İhalelerin en düşük fiyat veren özel işletmeye verildiği bu düzende, yüksek kâr yapmayı hedefleyen firmalar, kalitesiz ham madde, eğitimsiz ve yetersiz personel ve gıda güvenliğini kurallarını hiçe sayarak üretim yapabilmektedir. Bu durum ise hemen her gün gıda zehirlenmesi vakalarının yaşanmasına neden olmaktadır. Gıda güvenliği doğrudan halk sağlığını ilgilendiren en önemli konudur. Bu nedenle kâr amacı ikinci planda kalmalı ve okullarda yemek üretimi kamu tarafından yapılmalıdır.

Üretimin kâr amacıyla yapılmasının gıda güvenliği ve halk sağlığı açısından olumsuz etkileri olduğu ortada. Buna örnek olarak özellikle son süreçte sıklıkla birçok okulda toplu zehirlenme vakaları görüyoruz. Bunların önlenmesi için nasıl tedbir alınabilirdi ve sizce neden alınmıyor?

Toplu yemek üretilen mutfak işletmeciliği birçok sistemi içine alan ve her aşamada kontrol gerektiren bir süreçtir. Doğrudan tüketiciye ulaşan yemek üretimi, kaliteli ham madde alımı, uygun depolama şartları, uygun ekipman kullanımı, sağlıklı ve uygun koşullarda işleme ve sunum, eğitimli personelin çalıştırılması ile gerçekleşmektedir. Sadece ve sadece gerekli koşulları sağlayan mutfaklarda kaliteli ve güvenli yemek üretimi yapılabilir ve tüketime sunulabilir.

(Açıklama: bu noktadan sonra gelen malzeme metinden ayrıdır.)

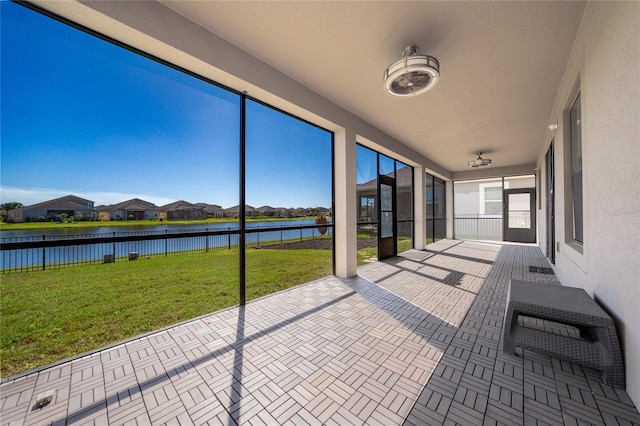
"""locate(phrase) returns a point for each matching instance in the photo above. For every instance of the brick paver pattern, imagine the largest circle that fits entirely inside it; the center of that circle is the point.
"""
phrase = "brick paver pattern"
(412, 340)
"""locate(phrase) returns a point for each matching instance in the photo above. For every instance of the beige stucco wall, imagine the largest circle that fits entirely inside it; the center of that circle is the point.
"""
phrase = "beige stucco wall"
(605, 67)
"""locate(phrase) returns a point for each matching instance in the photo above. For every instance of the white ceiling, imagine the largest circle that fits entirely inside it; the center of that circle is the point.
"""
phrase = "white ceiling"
(500, 63)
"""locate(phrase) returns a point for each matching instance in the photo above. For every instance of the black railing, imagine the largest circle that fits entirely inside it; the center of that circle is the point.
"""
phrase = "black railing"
(47, 252)
(478, 227)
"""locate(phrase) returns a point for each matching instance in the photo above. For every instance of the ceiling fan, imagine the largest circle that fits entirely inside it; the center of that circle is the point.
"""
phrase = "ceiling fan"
(412, 75)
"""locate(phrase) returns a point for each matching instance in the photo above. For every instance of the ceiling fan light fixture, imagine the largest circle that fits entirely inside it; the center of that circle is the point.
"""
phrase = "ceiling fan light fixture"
(480, 162)
(413, 75)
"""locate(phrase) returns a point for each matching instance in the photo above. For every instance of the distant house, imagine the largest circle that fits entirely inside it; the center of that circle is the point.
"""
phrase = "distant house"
(267, 211)
(134, 209)
(69, 205)
(103, 213)
(183, 210)
(235, 211)
(212, 210)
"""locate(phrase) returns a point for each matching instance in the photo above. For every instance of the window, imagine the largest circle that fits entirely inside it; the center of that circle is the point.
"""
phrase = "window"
(575, 117)
(492, 200)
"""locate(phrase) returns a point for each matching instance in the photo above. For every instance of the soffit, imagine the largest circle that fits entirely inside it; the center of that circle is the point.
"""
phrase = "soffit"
(501, 65)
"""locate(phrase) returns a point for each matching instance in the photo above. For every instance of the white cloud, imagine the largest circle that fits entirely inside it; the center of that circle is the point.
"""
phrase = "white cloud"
(29, 196)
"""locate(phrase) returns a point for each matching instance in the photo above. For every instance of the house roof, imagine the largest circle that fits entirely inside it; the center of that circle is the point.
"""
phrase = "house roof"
(68, 202)
(135, 204)
(178, 205)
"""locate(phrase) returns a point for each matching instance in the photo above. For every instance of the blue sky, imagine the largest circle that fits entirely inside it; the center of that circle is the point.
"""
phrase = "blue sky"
(84, 117)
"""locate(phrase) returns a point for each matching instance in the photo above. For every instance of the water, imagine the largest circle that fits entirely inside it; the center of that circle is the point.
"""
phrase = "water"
(95, 253)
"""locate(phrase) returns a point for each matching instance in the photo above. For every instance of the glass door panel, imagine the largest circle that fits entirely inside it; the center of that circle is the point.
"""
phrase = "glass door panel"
(519, 214)
(387, 238)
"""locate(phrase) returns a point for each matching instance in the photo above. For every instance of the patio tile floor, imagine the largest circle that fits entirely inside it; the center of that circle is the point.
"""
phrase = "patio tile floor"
(413, 340)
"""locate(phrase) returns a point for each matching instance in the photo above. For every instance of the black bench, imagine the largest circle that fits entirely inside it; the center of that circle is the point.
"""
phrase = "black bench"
(594, 346)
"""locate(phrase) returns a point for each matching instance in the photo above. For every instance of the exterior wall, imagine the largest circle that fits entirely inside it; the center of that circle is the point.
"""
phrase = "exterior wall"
(605, 68)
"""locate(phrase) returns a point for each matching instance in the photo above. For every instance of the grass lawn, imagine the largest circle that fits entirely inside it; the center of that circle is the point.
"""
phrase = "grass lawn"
(49, 315)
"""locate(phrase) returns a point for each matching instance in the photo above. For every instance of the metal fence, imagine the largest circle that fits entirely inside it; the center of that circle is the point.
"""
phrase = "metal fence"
(48, 252)
(478, 227)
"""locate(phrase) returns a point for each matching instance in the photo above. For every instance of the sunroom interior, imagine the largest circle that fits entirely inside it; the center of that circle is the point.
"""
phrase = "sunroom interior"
(549, 91)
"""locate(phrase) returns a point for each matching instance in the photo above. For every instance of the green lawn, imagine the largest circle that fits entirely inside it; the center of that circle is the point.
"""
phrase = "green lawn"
(49, 315)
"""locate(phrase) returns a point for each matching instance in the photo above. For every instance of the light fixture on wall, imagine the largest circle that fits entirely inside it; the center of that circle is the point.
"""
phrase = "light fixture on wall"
(413, 75)
(480, 162)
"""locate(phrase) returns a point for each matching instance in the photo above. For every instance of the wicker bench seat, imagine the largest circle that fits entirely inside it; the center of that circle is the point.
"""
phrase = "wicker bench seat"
(596, 345)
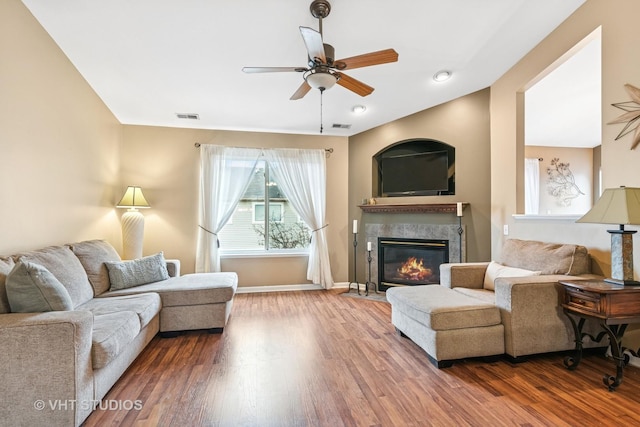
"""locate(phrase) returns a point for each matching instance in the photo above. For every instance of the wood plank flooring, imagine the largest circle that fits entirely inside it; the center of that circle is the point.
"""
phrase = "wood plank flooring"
(316, 358)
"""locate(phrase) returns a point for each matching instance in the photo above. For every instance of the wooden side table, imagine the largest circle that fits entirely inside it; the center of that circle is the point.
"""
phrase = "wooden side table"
(614, 306)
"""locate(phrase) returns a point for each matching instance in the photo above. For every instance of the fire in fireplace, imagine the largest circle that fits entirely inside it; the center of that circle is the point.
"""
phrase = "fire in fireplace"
(409, 262)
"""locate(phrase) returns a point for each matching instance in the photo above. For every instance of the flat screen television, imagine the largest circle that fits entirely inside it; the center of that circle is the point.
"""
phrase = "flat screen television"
(417, 174)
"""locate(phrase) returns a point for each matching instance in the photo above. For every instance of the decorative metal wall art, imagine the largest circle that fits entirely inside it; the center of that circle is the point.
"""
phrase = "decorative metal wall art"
(561, 183)
(631, 115)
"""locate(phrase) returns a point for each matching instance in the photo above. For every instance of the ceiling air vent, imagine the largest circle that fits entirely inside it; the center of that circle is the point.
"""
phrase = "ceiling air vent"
(188, 116)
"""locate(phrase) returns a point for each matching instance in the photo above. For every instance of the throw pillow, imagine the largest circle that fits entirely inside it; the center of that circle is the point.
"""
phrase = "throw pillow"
(31, 288)
(495, 270)
(127, 274)
(92, 255)
(6, 265)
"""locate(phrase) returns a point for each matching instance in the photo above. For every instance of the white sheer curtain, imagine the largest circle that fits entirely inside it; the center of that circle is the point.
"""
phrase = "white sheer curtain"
(301, 175)
(220, 193)
(531, 186)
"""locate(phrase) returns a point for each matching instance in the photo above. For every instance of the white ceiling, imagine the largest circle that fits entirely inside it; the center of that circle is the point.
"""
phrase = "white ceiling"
(151, 59)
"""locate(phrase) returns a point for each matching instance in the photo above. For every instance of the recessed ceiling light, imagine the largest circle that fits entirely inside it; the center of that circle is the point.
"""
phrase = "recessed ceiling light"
(188, 116)
(359, 109)
(441, 76)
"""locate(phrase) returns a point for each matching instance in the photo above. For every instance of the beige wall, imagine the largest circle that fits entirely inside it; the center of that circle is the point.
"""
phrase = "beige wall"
(620, 65)
(165, 163)
(462, 123)
(59, 143)
(619, 164)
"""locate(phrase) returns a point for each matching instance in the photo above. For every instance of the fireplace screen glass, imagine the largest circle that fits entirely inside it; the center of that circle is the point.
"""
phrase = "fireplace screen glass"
(410, 261)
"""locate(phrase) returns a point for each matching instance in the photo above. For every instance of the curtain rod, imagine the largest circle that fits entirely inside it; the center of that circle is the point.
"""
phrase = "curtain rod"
(328, 150)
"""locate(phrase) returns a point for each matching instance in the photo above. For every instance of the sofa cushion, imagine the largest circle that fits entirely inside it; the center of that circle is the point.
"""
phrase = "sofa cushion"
(31, 288)
(127, 274)
(66, 267)
(146, 306)
(92, 255)
(6, 265)
(440, 308)
(112, 333)
(190, 289)
(483, 295)
(495, 270)
(548, 258)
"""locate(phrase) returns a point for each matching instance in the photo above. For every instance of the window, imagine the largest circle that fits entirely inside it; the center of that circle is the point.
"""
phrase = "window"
(275, 212)
(249, 229)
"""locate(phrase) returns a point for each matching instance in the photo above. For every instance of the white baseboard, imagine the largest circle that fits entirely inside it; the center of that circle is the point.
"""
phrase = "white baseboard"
(285, 288)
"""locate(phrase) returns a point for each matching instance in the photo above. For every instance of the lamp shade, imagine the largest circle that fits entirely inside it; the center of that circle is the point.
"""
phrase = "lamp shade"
(615, 206)
(133, 198)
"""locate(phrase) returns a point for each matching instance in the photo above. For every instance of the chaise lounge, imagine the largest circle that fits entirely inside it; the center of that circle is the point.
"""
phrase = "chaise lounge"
(74, 317)
(489, 309)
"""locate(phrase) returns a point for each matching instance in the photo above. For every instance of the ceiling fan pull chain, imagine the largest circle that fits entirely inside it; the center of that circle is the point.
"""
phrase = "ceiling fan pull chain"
(321, 92)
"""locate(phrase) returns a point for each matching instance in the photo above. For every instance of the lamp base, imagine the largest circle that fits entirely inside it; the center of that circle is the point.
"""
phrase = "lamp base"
(132, 234)
(622, 282)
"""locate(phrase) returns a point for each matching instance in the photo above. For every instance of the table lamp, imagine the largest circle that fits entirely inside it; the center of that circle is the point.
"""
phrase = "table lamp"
(132, 222)
(618, 206)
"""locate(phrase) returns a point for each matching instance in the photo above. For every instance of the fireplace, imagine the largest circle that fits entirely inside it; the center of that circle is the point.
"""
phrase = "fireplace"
(410, 262)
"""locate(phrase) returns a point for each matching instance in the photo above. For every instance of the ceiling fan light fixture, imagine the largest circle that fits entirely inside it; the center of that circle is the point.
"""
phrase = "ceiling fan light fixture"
(442, 76)
(321, 80)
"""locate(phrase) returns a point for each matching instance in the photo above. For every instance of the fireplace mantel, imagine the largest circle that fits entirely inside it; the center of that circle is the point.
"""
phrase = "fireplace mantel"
(413, 208)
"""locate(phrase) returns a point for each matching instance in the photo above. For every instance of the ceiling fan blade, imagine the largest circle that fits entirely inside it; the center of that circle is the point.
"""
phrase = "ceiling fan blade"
(354, 85)
(273, 69)
(367, 59)
(301, 92)
(313, 42)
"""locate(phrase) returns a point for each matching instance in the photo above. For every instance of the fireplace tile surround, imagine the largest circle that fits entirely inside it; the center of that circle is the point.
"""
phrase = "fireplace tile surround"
(418, 231)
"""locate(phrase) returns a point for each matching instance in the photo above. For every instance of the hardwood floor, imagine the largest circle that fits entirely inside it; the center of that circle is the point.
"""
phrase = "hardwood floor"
(316, 358)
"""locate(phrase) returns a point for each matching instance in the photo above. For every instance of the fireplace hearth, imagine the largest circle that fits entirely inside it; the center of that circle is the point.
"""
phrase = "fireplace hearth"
(410, 262)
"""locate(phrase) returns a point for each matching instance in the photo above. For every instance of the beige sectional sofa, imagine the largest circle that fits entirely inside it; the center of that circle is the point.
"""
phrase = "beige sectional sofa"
(58, 364)
(490, 308)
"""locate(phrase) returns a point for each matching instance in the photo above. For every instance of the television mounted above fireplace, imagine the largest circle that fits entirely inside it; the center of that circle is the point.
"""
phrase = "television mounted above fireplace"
(416, 167)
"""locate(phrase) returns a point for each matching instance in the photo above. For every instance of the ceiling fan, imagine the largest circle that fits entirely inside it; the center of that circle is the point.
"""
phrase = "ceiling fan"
(323, 71)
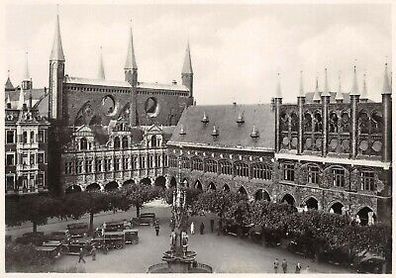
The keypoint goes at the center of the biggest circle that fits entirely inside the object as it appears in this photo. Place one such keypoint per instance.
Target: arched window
(225, 167)
(241, 169)
(83, 144)
(117, 143)
(185, 163)
(364, 123)
(318, 122)
(294, 122)
(153, 141)
(211, 166)
(333, 123)
(307, 122)
(376, 123)
(124, 142)
(197, 164)
(261, 171)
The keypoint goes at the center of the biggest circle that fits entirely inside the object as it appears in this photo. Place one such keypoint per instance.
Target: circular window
(108, 105)
(151, 107)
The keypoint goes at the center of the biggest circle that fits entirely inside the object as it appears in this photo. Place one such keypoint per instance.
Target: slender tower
(130, 69)
(101, 74)
(187, 72)
(56, 75)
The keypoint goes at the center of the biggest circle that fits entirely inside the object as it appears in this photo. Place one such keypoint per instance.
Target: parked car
(131, 236)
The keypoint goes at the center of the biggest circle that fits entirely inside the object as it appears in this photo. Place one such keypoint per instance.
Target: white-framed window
(10, 159)
(367, 181)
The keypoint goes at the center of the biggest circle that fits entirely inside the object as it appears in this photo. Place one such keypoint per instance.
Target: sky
(237, 50)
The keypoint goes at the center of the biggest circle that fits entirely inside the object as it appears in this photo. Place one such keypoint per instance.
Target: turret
(387, 110)
(354, 96)
(300, 103)
(130, 69)
(26, 81)
(187, 72)
(277, 103)
(101, 74)
(56, 75)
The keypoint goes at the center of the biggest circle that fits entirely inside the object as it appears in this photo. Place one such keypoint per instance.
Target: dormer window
(254, 134)
(182, 131)
(205, 119)
(215, 131)
(240, 119)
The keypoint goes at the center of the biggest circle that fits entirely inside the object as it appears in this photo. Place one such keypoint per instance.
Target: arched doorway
(73, 189)
(289, 199)
(364, 215)
(312, 203)
(262, 194)
(198, 185)
(212, 186)
(242, 190)
(336, 208)
(173, 182)
(93, 187)
(185, 183)
(145, 181)
(128, 183)
(160, 181)
(111, 186)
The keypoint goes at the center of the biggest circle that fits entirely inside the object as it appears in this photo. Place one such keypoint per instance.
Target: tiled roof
(96, 82)
(157, 86)
(230, 133)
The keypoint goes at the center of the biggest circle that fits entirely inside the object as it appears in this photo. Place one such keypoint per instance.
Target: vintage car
(78, 229)
(131, 236)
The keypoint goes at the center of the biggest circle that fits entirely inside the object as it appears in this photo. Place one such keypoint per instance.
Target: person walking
(93, 253)
(202, 228)
(276, 265)
(81, 256)
(192, 229)
(156, 226)
(284, 266)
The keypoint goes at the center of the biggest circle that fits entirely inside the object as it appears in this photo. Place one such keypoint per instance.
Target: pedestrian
(284, 266)
(212, 225)
(192, 229)
(156, 225)
(276, 265)
(202, 228)
(81, 256)
(93, 253)
(298, 268)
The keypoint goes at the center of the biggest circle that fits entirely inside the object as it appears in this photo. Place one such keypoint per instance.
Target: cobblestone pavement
(226, 254)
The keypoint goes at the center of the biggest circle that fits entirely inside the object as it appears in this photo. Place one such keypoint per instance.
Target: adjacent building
(331, 151)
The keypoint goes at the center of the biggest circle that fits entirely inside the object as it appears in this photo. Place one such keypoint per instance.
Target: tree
(36, 209)
(139, 194)
(217, 202)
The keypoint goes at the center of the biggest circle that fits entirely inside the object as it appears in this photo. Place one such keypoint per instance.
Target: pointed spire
(364, 91)
(302, 93)
(339, 96)
(278, 88)
(130, 62)
(326, 92)
(101, 74)
(21, 99)
(316, 97)
(387, 88)
(57, 49)
(8, 85)
(355, 87)
(26, 75)
(187, 67)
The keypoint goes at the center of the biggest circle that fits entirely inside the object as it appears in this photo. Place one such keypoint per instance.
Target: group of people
(283, 265)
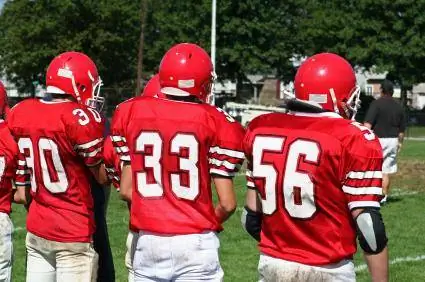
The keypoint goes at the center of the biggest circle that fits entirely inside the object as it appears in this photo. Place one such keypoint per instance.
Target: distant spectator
(386, 117)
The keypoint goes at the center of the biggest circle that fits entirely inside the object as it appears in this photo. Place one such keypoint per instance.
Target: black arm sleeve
(251, 222)
(371, 114)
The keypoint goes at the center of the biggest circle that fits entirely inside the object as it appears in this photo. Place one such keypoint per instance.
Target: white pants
(6, 247)
(129, 255)
(51, 261)
(277, 270)
(192, 257)
(389, 150)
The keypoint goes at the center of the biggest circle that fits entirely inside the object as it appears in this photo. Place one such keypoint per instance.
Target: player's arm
(363, 189)
(22, 181)
(85, 132)
(226, 205)
(252, 215)
(119, 142)
(126, 183)
(225, 160)
(99, 174)
(373, 241)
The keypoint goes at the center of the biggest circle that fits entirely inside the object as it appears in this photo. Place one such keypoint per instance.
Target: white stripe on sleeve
(362, 190)
(360, 204)
(227, 152)
(364, 174)
(88, 144)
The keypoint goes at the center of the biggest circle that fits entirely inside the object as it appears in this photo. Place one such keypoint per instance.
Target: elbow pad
(251, 222)
(371, 231)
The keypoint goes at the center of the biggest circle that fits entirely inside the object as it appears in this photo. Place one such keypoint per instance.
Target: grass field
(403, 215)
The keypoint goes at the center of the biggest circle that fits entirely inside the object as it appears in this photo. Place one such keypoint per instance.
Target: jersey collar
(324, 114)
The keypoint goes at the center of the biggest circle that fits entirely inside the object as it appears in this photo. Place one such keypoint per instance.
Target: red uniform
(59, 140)
(311, 170)
(174, 148)
(8, 160)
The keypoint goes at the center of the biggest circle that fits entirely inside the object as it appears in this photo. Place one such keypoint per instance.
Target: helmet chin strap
(334, 101)
(353, 103)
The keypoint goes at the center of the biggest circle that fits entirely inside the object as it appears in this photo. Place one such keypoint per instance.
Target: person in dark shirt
(386, 117)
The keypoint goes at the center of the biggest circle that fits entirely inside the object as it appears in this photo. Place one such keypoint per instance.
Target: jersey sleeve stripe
(88, 145)
(361, 204)
(221, 172)
(364, 174)
(90, 154)
(25, 183)
(226, 164)
(23, 171)
(227, 152)
(362, 191)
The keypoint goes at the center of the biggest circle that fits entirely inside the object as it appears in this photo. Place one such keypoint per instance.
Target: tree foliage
(253, 36)
(33, 32)
(386, 35)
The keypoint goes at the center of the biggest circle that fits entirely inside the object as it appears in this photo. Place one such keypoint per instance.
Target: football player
(314, 178)
(8, 159)
(61, 140)
(171, 148)
(113, 168)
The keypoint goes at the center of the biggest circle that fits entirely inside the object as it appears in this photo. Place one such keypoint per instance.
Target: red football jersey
(59, 145)
(174, 148)
(112, 162)
(8, 160)
(311, 170)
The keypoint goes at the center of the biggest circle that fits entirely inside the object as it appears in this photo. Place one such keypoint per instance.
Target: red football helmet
(186, 69)
(153, 88)
(74, 73)
(329, 81)
(4, 105)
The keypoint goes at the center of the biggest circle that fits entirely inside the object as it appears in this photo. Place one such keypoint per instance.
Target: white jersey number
(152, 162)
(298, 187)
(52, 170)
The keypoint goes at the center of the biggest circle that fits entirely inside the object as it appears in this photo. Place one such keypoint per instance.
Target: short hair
(387, 87)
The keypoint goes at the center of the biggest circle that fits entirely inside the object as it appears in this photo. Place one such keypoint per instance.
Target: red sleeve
(226, 155)
(118, 132)
(362, 182)
(85, 133)
(8, 154)
(22, 173)
(112, 163)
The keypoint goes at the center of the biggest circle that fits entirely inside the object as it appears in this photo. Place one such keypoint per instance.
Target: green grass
(415, 131)
(239, 255)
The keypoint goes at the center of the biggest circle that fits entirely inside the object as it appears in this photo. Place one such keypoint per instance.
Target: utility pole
(213, 39)
(143, 13)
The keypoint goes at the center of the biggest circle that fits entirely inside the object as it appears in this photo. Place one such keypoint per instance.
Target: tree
(33, 32)
(385, 35)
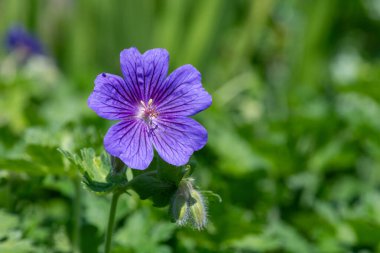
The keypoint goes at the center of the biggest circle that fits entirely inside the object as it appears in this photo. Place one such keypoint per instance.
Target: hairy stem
(77, 215)
(111, 220)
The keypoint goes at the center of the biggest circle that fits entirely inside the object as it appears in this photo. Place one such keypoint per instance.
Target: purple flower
(153, 109)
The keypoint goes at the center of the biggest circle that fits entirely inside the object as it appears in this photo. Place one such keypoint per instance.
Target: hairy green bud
(188, 206)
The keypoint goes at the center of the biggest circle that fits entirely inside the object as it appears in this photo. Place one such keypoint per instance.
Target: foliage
(293, 150)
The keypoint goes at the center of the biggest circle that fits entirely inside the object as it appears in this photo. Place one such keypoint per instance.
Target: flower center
(148, 112)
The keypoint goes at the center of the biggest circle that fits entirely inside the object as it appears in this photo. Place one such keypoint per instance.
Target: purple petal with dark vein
(182, 93)
(175, 139)
(156, 64)
(132, 67)
(129, 141)
(110, 98)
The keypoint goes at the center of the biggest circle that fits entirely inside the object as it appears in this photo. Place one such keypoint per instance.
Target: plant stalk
(111, 221)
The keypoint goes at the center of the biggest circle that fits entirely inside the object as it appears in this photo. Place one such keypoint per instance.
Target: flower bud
(188, 206)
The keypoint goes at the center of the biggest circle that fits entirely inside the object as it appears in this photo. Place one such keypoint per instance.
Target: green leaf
(149, 185)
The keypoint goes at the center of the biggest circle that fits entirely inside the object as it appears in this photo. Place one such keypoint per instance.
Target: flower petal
(110, 98)
(156, 65)
(144, 73)
(129, 141)
(182, 93)
(175, 139)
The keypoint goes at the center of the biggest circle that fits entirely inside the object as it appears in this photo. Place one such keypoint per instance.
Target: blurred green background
(294, 129)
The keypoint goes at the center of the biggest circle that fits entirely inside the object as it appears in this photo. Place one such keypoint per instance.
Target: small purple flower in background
(18, 39)
(153, 109)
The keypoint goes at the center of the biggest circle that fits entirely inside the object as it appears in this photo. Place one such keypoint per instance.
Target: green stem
(77, 215)
(111, 220)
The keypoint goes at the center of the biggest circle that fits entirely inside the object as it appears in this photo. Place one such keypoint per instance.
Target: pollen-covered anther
(148, 111)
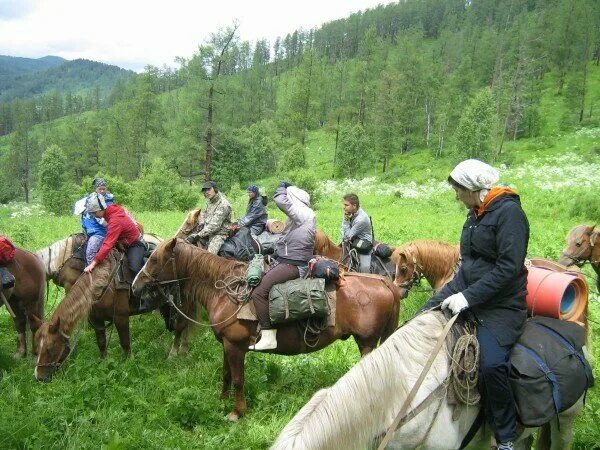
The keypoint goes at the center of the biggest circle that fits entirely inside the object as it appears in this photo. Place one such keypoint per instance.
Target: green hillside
(13, 65)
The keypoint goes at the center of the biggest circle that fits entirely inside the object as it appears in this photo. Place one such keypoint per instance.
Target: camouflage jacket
(217, 217)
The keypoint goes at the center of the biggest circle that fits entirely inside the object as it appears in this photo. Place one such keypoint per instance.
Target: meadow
(148, 401)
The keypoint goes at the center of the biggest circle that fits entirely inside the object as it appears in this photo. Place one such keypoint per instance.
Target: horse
(26, 298)
(326, 247)
(436, 261)
(367, 308)
(356, 411)
(64, 260)
(583, 245)
(96, 297)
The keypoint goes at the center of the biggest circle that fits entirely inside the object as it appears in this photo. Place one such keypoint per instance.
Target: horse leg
(122, 325)
(100, 330)
(235, 356)
(20, 321)
(226, 378)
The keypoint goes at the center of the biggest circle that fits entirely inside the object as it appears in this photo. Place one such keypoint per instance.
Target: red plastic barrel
(561, 295)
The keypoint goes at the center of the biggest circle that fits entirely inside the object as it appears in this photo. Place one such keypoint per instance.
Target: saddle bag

Bu bağlamda, gıda mühendisi istihdamı zorunlu hale getirilmeli ve kamu otoritesi tarafından denetlenmeli; maliyet düşürme endişesi ile kalitesiz ürün ve hammadde kullanımından vazgeçilmeli, personel eğitimine önem verilmeli ve fiyat, tercih kriteri olmaktan çıkarılmalıdır. Özellikle kamu kurumları bu konuda öncü olmalı, ihale şartnameleri bu kriterleri göz önünde bulundurularak hazırlanmalıdır.

Okullarda gıda güvenliği denildiğinde ilk akla gelen şey kantin ve yemekhanelerden kaynaklı zehirlenme vakaları oluyor. Okullarda gıda güvenliğinin sağlanması sadece zehirlenmelerin önlenebileceği düzeyde önlem alınmasıyla mı sınırlı?

Yukarıda da bahsettiğimiz gibi gıda güvenliği çok önemli bir başlık, ancak gelişme çağındaki çocukların eğitim aldığı ilk ve orta dereceli okullarda satılan gıdaların besleyici olması da büyük öneme sahiptir. Büyüme çağındaki her çocuğumuzun zihinsel ve fiziksel gelişiminin sağlanması, ülkemizin geleceğini de etkilemektedir. Çocuklarımız güvenli olduğu kadar besleyici gıda ürünleri tüketmelidir. Çocukların yeterli ve sağlıklı beslenmesinin sağlanması ve alışkanlık haline getirilmesi toplumsal bir sorumluktur. Bu nedenle kantinlerde satılan gıdaların önemi ve etkisi görmezden gelinemez. Bunun yanında, yine bu dönemde çocukların bilinçli gıda tüketicisi olmaları yönünde “Bilinçli Gıda Tüketimi” eğitimi de almalıdır.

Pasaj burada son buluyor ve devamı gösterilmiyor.